Adding to the heat between the Hawks and the South Africa’s Finance Minister, Pravin Gordhan, a pro-Gordhan group on Facebook has been stopped from growing on grounds of misusing the social network.
By this, members of the group can no longer invite their friends to the group. According to Facebook, the group was growing too fast.
The response leaves many wondering what the essence of starting up a Facebook page or group is in the first place. Many enterprises and movements use the social network for publicity and sensitization.
The greater the number, the greater the reach and efficiency of the group. So for Facebook to restrict the addition of friends on the South African civic page at a politically charged time as now seems somewhat suspicious.
On Sunday, about 13,400 members of the ‘Support For Pravin Gordhan And A Better South Africa’ group on Facebook were blocked from inviting their friends.

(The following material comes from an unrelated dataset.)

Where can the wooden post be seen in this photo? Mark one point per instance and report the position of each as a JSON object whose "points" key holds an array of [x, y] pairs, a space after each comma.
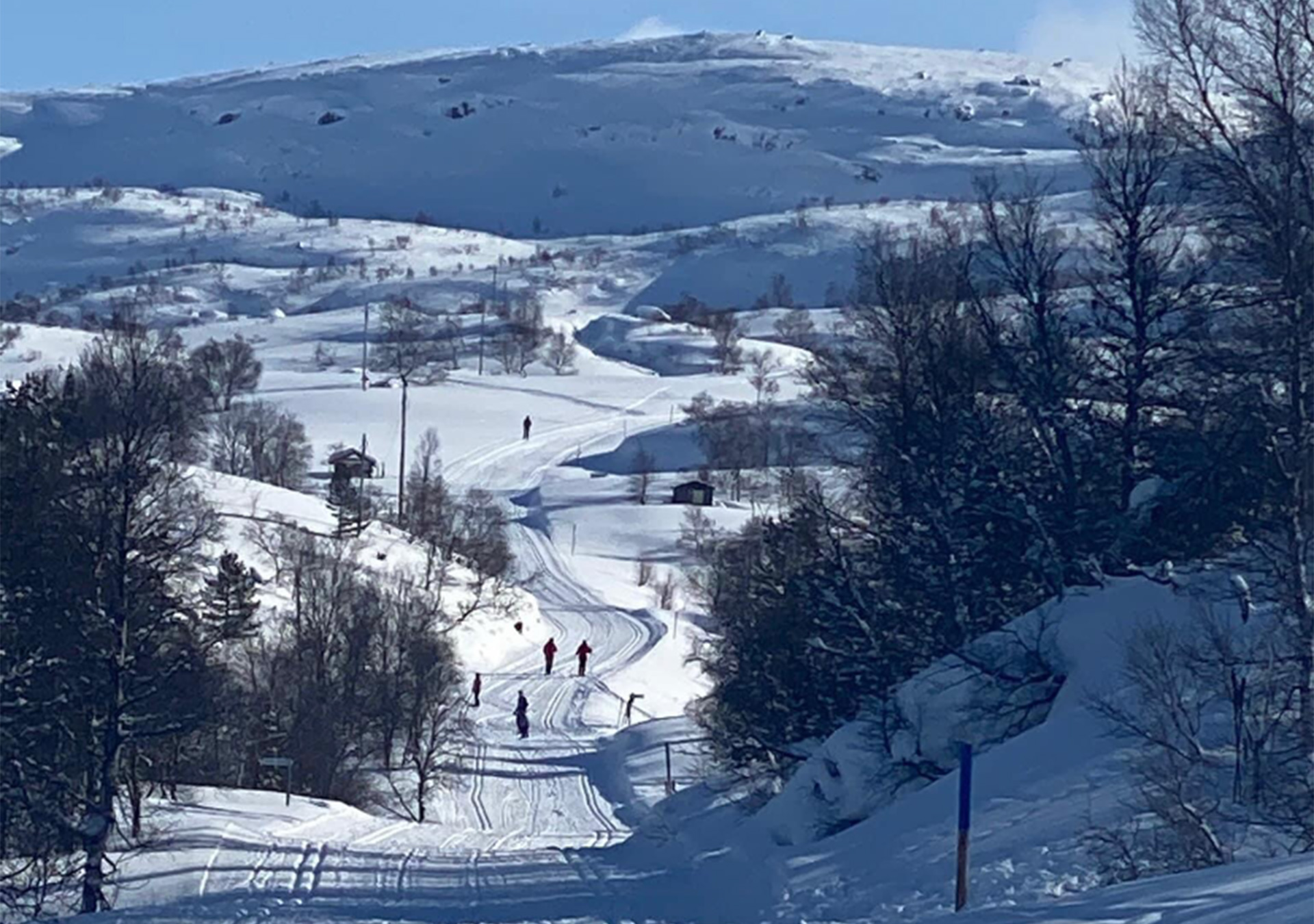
{"points": [[965, 821], [401, 465], [364, 352]]}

The Admin for the group, Satish Dhupelia has found the development very strange. On trying to get to the root of the enforced restrictions from the social network, the admin got this message on the Help Page:
“We have limits in place to prevent abuse of our features and to protect people from spam and harassment. Limits are based on different factors‚ like speed and quantity‚ but we can’t provide additional details on the rate limits that are enforced.”
Dhupelia admitted to have added about 4000 friends to the group. He says in a situation where they did not want to be part of the group, the admin alone should have been blocked and not all the members of the group.
“I really don’t know what to think. I find it suspicious.
“If you stop me from adding people‚ because I did add 4000 friends and if they didn’t want to be on the group‚ then maybe you can block me from adding people. But to block every member from adding even one person to the group is strange.”
In other words, the super-quick growth of the Pro-Gordhan group is tantamount to abusing the social network by virtue of “growing too fast”.
This recent development in South Africa is coinciding with the allegations of former Facebook workers that the social network is guilty of suppressing conservative news on regular bases. Facebook however denied the accusation.
The Pro-Gordhan group admin has tried reaching the social network, explaining the urgency of growing the civic group.
The growth of the group could help influence the trajectory of the case between the Hawks and Gordhan Pravin whom it is largely believed to be victimized by the ruling government.
So far, the social network has not given any response. Perhaps there is a more ethical reason for the shut down.